Demir Kubbe'nin maliyet etkinliği hakkında konuşmak genellikle Arap füzelerinin maliyetini gündeme getiriyor. Araplar tarafından kullanılan herhangi bir füzenin, ister Kassam ister Fecr olsun, tek bir önleme füzesinden daha ucuza mal olduğu oldukça açıktır. Ek olarak, nispeten az sayıda füzesavar sistemi (sadece beş pil), aynı anda çok sayıda füzenin engellenmesine izin vermez. Bu nedenle, İsrail karşıtı güçler, örneğin MLRS savaş araçlarını kullanarak büyük bir bombardıman düzenleyebilir ve bunun sonucunda güdümsüz roketlerin önemli bir kısmı hedeflerine ulaşabilecektir. İsrail komutanlığı bu riskleri anlıyor ve bu nedenle uzun süredir şüpheli araçların hareketlerini yakından izliyor. Bilindiği kadarıyla, Bulut Sütunu Operasyonu sırasında İsrail Hava Kuvvetleri, güdümsüz füze rampaları taşıyan veya ateş için pozisyonlara giren birkaç aracı imha etti. Hamas veya benzeri başka bir örgüt ciddi muharebe araçları kullanırsa sonuç tamamen aynı olacaktır. Gazze ve Filistin sınırlarındaki kötüleşen durum göz önüne alındığında, İsrail birkaç ay önce insansız hava araçları yardımıyla tehlikeli bölgelerde devriye gezmesini artırdı. Böylece karakteristik bir görünüme sahip olan MLRS aracı, en geç atış pozisyonuna girdikten sonra imha edilecektir. Ayrıca, böyle bir tekniğin kullanılması, Araplar için hoş olmayan uluslararası bir tepkiye sahip olabilir. Bu nedenle, yalnızca ev yapımı fırlatıcıları kullanmaya devam ediyor.
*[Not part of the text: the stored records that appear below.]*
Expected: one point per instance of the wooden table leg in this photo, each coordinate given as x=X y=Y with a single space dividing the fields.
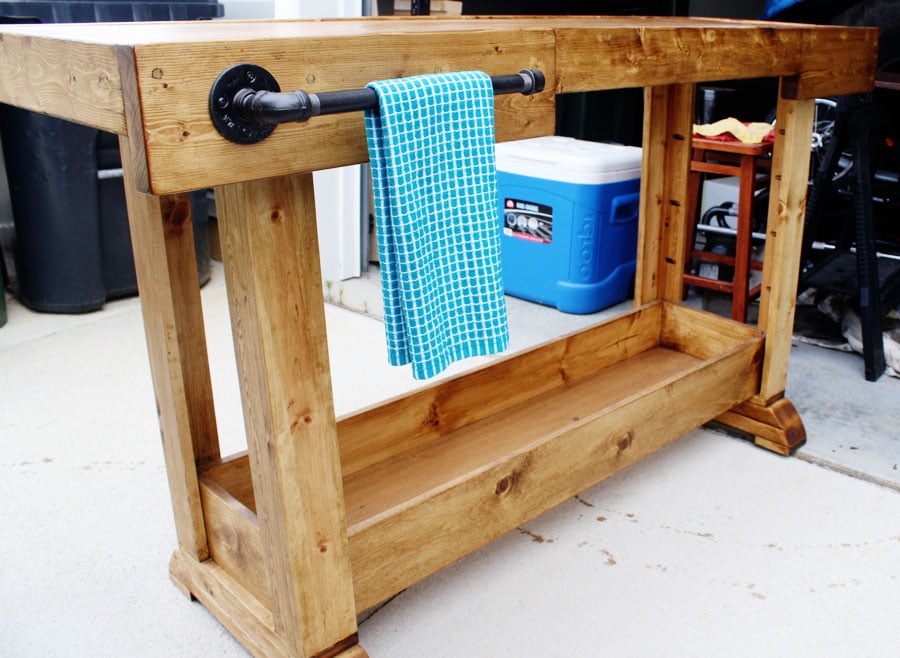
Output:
x=662 y=232
x=769 y=416
x=271 y=257
x=166 y=265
İsrail'in şu anda beş Demir Kubbe pili var. Aynı numara önümüzdeki birkaç yıl içinde göreve alınabilir. Yakın zamana kadar, yeni komplekslerin inşası ve satın alınması tartışma konusu olmuştur. Bununla birlikte, geçmiş "Bulut Sütunu" operasyonu, bu sistemin etkinliğini açıkça gösterdi. Bu nedenle, büyük olasılıkla, İsrail liderliği birkaç pil daha satın almak için fon bulacaktır. Uygulamanın gösterdiği gibi, kompleksler, bakımları ve savaş kullanımları devlet hazinesine sivil nesnelerin restorasyonundan ve mağdurlara tazminat ödenmesinden çok daha ucuza mal olacak.